Virtualization Benefits Are Being Undermined
Recently an onsite survey of 120 network engineers, IT managers, and executives, was conducted at Interop. The survey found that 55% of respondents had more problems than benefits with virtualization.

"Virtual machine sprawl is a rising datacenter cost." -IDC
VM sprawl
is a well-publicized phenomenon actually arising from some of the benefits of virtualization. Consider that virtualization makes it easy to spin up new virtual machines, VMs can move between hosts, there is no physical network connection or box, yet it can become difficult to locate and manage them as they proliferate. VM sprawl can lead to many non-standard builds that are unaccounted for, creating both availability, performance, and stability issues as well as configuration management, security and licensing challenges.

"The benefits of virtualization are eroded when virtual machines go unchecked." -eWeek
Alongside the benefits, virtualization introduces major hazards to IT operations. The biggest problem is the very high risk of sprawl or unchecked proliferation of virtual servers.

Creating new virtual servers haphazardly can easily lead to out-of-control server sprawl. Stacking too many applications on one host can leave them competing for resources. And managing your virtual resources among your physical machines can get complicated, especially for IT staff traditionally accustomed to managing only one application per physical server.

With applications abstracted from the physical server hosting the virtual machine (VM), IT organizations must be able determine the root cause when an application stops responding. However, many do not have the visibility necessary to discover what or how their applications changed on the VMs. They can measure and report symptoms but cannot diagnose the cause.

"We do not have visibility as it stands - we're blind." -Gartner
The ease of VM deployment and features like live migration drive dynamic workload agility, but also avoid traditional safeguards like approval or procurement steps that previously ensured security,compliance, availability, performance and cost control. Traditional management tools cannot deal with this type or rate of change, so administrators lose control of VM deployment, configuration, compliance, migration, and performance. Effectively leaving the VM activity invisible to IT operations.
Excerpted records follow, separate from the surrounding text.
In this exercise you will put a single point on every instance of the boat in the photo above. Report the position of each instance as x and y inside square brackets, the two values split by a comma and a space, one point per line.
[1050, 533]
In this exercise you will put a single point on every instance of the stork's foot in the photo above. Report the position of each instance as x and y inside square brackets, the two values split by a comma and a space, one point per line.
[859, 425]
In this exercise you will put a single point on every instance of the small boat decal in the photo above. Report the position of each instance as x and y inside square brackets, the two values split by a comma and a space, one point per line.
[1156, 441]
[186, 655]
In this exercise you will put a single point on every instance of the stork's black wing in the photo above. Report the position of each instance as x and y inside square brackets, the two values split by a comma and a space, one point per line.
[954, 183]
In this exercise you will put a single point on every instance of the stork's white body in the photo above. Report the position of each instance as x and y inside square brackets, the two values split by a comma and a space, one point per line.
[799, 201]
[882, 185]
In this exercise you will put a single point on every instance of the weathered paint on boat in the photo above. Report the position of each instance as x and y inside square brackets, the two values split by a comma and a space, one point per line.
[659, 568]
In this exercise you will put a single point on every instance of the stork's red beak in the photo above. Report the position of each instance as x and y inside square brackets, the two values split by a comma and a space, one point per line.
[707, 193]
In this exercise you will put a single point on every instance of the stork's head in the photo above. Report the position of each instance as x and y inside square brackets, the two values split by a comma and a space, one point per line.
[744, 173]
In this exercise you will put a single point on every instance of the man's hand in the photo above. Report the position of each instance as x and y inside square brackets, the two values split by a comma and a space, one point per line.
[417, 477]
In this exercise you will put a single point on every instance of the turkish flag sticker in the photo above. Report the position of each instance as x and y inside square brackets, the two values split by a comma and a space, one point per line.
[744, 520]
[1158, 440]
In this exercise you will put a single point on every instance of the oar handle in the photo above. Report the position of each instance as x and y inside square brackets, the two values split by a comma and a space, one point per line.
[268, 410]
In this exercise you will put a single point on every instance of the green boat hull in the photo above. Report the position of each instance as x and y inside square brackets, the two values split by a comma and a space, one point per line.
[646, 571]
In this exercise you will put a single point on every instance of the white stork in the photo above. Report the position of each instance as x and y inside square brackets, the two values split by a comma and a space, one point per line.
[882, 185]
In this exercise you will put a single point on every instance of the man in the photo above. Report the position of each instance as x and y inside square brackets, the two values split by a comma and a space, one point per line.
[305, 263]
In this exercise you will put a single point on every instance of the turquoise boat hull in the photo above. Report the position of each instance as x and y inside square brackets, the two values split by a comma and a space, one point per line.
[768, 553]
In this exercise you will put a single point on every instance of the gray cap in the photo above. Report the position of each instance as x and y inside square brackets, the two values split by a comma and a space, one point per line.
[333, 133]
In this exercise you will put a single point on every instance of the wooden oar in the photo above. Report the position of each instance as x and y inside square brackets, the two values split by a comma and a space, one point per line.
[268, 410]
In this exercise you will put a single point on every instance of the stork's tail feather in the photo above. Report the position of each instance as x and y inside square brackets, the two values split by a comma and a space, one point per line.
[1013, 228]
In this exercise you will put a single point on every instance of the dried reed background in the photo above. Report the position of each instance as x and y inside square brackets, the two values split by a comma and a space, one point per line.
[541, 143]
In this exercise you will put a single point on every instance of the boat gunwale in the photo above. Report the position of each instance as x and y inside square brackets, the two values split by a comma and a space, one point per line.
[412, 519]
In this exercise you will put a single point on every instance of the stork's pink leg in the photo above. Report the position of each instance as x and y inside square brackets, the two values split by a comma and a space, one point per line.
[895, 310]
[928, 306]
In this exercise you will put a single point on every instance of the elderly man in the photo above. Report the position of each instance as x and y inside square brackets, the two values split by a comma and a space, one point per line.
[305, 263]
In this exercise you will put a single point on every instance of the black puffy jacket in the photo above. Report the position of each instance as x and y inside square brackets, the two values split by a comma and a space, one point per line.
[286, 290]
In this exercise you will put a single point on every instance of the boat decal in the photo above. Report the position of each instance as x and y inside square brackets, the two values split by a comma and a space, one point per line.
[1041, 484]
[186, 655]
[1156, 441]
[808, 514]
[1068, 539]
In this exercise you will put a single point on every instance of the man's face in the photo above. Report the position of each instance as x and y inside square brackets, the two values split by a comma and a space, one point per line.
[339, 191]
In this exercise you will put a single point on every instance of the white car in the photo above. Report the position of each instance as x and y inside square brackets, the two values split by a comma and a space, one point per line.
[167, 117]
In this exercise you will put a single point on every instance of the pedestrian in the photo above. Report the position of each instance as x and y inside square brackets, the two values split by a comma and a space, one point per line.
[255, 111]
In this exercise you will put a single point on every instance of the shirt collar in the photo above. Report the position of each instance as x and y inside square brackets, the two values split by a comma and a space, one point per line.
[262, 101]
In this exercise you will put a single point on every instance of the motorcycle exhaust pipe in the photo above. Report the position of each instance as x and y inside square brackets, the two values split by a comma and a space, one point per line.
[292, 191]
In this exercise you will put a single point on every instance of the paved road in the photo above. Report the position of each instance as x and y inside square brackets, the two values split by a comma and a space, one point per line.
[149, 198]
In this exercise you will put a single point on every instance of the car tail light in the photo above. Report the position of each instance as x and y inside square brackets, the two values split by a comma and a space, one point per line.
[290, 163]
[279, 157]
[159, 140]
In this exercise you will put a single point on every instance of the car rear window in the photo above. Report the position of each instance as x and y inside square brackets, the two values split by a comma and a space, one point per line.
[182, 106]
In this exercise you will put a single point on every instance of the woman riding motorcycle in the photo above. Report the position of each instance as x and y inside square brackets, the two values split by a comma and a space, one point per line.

"A top-down, application-centric approach is needed" -FORRESTER
Business requirements revolve around the applications, not the infrastructure. To ensure transactional business applications are functioning properly in a mixed virtual/physical server environment, IT managers must take an application-centric approach to management, optimization, availability and performance. Application dependencies must be mapped and configuration changes discovered across servers and operating systems throughout the enterprise. With an application-centric approach and the proper tools to visualize changes down to the granular level, application owners and IT support teams can keep complex applications performing well, ensuring availability and stability while avoiding costly downtime.

Virtualizing IT Environments - Real Configuration Challenges
The cost savings of virtualization are offset by the challenges of managing virtualization, threatening environment stability and efficiency. Virtualization of the IT environment has real configuration challenges.

Limited Visibility into VM Content
• The VM encapsulates the guest environment turning it into black box
• Dynamic allocation of VMs skews visibility into the environment architecture and configuration
• Abundant amounts of environmental information hide real issues
Sprawl
• Ease of VM deployment causes uncontrolled spread of VMs
• Drift/deviation from desired configuration create risks from application to virtual infrastructure
• "Invisible" images

Limiting Infrastructure Perspective
• Separation of virtual infra from guest content drives management by VM rather than by the application
• The focus of virtualization vendors on just the virtualization platform complicates business application management for an enterprise.